US equities and oil prices saw a sharp dip on Wednesday, with worries about the Omicron Covid-19 and hawkish comments from the Federal Reserve chair clouded the financial markets globally.
S&P 500 equity gauge fell 1.2% in New York. The fall marked the benchmark’s largest intraday swing since March and what followed was a punishing session on Tuesday, leaving the index around 2% lower.
The tech-focused Nasdaq Composite slipped 1.8%, increasing losses prior to the close. Investors hurried to protect themselves with trading volumes of put options with the market dipping wildly. According to Bloomberg data, the derivatives that protect if the security drops hit the highest level in 17 months. S&P 500 saw the worst two-day sell-off since October 2020, and the purchases of puts increased incredibly.
Followed by the sell-off on Wall Street, markets were mixed in Asia.
- Japan’s benchmark Topix index declined 0.4%
- Hong Kong’s Hang Seng increased 0.3%
- Brent crude up 1% to $69.51 a barrel in Asia trading
The international benchmark rose as the investors expected the result of the Opec meeting of the producer group and its allies. The stocks shook, followed by the news of the new variant case in a vaccinated person in California and the surging number of covid-19 cases in South Africa.
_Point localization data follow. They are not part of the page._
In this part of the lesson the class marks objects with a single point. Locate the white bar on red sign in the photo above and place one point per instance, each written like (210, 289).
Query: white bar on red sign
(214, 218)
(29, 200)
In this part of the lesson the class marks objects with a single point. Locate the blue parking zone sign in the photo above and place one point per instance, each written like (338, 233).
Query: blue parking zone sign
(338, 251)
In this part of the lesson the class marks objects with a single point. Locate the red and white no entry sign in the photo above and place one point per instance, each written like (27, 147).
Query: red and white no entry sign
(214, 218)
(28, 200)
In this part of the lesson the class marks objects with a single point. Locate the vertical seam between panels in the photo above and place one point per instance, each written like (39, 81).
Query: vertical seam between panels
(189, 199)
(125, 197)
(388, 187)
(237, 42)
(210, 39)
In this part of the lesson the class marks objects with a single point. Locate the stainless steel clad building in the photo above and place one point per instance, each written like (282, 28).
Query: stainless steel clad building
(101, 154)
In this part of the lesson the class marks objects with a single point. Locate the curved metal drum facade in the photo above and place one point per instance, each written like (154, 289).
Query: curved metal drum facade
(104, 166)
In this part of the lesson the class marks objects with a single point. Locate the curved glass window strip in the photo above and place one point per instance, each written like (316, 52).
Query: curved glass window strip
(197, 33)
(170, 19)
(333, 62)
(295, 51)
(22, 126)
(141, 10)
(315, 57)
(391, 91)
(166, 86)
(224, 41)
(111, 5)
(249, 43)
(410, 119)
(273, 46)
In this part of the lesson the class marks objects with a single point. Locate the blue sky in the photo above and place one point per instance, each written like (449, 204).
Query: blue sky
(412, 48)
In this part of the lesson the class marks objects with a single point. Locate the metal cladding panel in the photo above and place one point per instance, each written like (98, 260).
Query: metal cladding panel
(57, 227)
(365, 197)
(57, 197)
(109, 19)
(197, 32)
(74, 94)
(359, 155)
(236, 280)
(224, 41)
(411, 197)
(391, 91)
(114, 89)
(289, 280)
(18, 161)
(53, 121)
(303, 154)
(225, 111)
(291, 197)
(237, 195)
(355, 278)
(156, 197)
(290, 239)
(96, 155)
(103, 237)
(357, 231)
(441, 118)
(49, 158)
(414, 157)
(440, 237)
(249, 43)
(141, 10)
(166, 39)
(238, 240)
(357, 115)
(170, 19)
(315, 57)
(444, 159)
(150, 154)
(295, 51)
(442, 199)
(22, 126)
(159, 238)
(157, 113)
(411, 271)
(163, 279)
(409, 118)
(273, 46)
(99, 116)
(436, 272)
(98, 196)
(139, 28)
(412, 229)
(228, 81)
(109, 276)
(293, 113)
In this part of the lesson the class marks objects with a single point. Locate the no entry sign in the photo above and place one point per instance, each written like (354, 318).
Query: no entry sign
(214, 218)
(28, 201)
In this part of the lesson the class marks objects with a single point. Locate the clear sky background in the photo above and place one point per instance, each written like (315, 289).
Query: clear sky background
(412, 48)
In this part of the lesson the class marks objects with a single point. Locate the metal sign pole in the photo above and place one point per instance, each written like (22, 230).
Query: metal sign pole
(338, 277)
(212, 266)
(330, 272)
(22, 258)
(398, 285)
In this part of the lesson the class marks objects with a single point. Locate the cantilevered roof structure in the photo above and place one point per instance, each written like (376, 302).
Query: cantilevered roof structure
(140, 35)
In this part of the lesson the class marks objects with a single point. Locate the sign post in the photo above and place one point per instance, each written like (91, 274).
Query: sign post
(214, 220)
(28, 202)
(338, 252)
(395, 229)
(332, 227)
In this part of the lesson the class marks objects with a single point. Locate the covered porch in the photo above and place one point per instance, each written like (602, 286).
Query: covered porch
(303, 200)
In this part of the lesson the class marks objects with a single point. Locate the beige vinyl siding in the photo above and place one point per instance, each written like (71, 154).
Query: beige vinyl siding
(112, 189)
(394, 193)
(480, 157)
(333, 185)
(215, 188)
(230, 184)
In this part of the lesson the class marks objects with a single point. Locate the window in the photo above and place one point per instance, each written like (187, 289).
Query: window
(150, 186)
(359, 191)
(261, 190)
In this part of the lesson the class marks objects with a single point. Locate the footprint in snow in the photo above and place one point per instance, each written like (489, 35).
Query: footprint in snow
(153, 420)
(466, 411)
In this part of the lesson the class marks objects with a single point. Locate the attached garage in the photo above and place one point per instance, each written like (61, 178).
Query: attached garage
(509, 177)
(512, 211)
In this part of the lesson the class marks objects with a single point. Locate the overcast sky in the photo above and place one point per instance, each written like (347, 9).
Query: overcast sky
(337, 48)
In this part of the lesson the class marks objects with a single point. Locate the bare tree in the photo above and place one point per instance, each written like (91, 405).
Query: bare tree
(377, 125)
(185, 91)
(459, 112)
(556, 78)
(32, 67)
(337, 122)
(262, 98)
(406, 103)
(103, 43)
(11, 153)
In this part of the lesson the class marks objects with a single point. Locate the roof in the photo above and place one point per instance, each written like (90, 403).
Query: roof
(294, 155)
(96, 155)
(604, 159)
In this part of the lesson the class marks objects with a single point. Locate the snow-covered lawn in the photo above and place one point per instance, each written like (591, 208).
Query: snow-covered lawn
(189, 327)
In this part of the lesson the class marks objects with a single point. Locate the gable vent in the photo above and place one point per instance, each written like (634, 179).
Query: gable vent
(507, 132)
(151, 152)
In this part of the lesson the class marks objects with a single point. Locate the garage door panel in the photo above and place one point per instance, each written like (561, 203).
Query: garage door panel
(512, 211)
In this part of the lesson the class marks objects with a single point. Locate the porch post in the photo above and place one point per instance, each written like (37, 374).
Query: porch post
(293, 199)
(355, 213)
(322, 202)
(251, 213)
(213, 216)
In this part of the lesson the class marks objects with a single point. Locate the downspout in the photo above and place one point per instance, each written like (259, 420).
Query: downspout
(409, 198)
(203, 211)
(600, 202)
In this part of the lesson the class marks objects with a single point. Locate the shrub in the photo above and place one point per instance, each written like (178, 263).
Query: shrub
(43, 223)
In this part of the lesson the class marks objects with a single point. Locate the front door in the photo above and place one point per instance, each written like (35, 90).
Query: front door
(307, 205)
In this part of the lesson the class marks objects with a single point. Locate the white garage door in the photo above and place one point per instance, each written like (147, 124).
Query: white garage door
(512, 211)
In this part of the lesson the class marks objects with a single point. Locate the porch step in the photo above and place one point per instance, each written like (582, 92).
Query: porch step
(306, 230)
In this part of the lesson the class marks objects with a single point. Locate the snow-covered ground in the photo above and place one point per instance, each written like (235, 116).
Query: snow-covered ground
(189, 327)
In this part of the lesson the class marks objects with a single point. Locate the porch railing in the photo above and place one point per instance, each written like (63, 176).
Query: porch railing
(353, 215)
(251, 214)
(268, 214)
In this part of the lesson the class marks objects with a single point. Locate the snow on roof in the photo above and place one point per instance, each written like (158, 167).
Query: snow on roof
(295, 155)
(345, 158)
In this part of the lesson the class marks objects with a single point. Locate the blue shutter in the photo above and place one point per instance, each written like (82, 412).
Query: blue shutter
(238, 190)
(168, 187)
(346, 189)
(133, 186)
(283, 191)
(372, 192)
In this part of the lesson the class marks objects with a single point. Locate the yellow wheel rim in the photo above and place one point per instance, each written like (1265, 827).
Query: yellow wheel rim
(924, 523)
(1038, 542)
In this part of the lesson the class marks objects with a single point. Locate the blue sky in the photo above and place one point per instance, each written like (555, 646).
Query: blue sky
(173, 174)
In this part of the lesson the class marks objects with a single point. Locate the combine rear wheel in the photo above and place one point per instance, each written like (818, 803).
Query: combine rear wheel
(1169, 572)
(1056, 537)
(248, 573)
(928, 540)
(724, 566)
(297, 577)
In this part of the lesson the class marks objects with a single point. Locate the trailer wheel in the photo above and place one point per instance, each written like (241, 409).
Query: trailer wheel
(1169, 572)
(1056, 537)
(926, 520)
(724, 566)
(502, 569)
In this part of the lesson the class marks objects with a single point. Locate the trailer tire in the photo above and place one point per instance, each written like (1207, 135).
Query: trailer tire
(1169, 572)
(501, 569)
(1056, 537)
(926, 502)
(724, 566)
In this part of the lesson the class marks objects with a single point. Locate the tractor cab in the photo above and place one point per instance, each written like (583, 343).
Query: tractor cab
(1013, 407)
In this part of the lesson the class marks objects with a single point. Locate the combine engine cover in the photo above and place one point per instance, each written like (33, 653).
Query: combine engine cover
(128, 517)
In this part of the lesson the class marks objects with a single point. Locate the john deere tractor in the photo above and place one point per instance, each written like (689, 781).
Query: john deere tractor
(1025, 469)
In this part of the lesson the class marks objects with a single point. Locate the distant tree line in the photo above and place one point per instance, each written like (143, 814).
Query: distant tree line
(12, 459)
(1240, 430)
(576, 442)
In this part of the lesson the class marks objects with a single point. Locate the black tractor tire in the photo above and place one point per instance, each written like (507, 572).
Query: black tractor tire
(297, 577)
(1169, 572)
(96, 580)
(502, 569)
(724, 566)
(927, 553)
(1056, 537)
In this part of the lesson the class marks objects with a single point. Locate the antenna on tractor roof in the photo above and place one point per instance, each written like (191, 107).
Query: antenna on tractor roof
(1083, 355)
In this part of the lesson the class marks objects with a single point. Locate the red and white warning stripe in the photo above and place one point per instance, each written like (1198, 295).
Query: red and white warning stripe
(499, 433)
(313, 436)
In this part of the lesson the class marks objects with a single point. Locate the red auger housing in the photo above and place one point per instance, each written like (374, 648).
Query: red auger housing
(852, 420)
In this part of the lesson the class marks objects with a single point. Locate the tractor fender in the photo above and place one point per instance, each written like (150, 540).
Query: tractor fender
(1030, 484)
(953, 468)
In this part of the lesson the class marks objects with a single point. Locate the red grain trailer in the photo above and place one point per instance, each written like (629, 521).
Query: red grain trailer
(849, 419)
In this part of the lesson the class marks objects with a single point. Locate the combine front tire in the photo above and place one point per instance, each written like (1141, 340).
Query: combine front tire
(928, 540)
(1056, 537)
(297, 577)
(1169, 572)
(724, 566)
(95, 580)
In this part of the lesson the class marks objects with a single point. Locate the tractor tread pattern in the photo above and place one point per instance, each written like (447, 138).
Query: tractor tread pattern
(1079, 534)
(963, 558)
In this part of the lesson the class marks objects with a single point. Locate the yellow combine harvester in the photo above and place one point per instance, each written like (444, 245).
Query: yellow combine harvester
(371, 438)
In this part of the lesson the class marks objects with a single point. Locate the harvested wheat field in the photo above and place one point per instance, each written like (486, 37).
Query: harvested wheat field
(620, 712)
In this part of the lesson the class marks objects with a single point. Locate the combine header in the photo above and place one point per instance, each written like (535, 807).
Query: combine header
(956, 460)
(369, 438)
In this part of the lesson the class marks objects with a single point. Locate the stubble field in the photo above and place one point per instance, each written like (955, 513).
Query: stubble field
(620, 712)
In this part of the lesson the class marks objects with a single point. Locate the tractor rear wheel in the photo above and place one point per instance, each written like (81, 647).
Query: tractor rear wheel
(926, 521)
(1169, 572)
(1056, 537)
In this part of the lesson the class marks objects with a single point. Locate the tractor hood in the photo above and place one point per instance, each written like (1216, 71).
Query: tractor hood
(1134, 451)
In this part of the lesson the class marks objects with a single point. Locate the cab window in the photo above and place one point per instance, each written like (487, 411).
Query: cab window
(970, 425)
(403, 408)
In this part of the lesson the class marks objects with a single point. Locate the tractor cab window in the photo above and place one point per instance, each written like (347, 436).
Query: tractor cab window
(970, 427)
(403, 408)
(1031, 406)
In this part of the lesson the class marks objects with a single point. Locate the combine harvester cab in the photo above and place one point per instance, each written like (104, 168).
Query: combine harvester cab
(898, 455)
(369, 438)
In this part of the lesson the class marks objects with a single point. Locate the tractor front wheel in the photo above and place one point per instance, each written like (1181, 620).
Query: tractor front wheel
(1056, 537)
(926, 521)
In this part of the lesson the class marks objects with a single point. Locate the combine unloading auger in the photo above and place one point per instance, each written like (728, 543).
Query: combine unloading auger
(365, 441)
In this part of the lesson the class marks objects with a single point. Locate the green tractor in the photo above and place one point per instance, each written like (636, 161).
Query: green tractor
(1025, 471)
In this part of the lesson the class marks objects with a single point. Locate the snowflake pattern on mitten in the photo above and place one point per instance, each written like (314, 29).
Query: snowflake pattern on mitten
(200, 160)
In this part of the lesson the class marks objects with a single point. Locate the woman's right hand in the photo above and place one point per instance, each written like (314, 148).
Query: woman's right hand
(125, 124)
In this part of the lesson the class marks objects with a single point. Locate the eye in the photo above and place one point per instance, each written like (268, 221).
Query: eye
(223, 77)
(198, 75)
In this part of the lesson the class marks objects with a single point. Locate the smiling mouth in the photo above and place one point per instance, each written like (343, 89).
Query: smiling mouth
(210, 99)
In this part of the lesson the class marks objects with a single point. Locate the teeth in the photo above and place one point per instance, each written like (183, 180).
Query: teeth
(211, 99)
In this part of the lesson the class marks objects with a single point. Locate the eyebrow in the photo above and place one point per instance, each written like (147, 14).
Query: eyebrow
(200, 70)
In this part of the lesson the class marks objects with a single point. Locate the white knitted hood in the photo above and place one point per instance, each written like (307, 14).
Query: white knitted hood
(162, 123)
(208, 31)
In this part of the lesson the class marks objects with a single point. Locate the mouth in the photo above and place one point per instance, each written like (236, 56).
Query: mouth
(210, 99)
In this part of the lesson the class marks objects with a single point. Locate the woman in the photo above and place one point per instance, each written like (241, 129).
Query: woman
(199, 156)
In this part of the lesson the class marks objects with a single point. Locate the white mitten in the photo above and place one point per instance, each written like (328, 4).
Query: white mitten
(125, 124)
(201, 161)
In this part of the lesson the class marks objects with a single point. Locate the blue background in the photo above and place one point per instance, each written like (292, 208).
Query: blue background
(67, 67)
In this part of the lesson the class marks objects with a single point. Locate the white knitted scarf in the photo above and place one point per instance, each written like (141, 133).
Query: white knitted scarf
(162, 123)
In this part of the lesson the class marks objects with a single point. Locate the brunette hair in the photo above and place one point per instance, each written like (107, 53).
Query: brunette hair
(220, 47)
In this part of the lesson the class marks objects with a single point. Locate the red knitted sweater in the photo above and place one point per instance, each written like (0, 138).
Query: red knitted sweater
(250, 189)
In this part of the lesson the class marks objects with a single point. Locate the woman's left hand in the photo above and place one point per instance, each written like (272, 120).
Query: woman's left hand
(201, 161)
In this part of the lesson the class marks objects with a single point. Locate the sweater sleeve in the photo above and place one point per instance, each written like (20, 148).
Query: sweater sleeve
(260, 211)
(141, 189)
To top the Omicron’s fear came in Jay Powell’s comments. The Fed chair told Congress that there is a risk of persistently high inflation. He also supported a quicker reduction of stimulus measures the US central bank levied with the onset of the pandemic. The stimulus has since been central to the stock market’s recovery since the start of 2020. Powell also referred to the economy to be very strong with jobs data that is expected to show more than a million new hires by American employers in the last month.
Aneeka Gupta, research director at ETF provider WisdomTree, said that markets are obviously concerned about the rise of Omicron, but it is an uncharted territory, where everyone is unaware. Powell’s weigh-in on the economy helped to get back some risk appetite.
Kasper Elmgreen, head of equities at Amundi, the European fund manager, warned that the vote of confidence is still fragile since markets are swinging between optimism about economic boost and the fact that pandemic continues to extend its stay. Wednesday saw an increase in volatility of market measures, with the Cboe’s Vix index surging higher than 30 for the first time since March, crossing the average of 20. It also poses as a signal of the raging moves in markets. Markets can stay in this tense state for some time since there is no direction, added Elmgreen.
Moderna’s chief executive said that existing jabs would not be as effective at beating the new variants as they were for the earlier ones. However, according to the predictions by the University of Oxford and BioNTech, the existing vaccines will continue to shield against severe diseases.
The government debt markets saw,
- The benchmark 10-year US Treasury note yield drop to 1.42%, 0.02% points down.
- The 30-year yield (moves with growth and inflation expectations) reach its lowest since January to 1.75 percent later in the day.
- The two-year Treasury yield (tracks interest rate expectations) drop 0.01%, points to 0.56% that tracks interest rate expectations.
- The Stoxx 600 index go up 1.7%, the strongest closing performance in nearly seven months.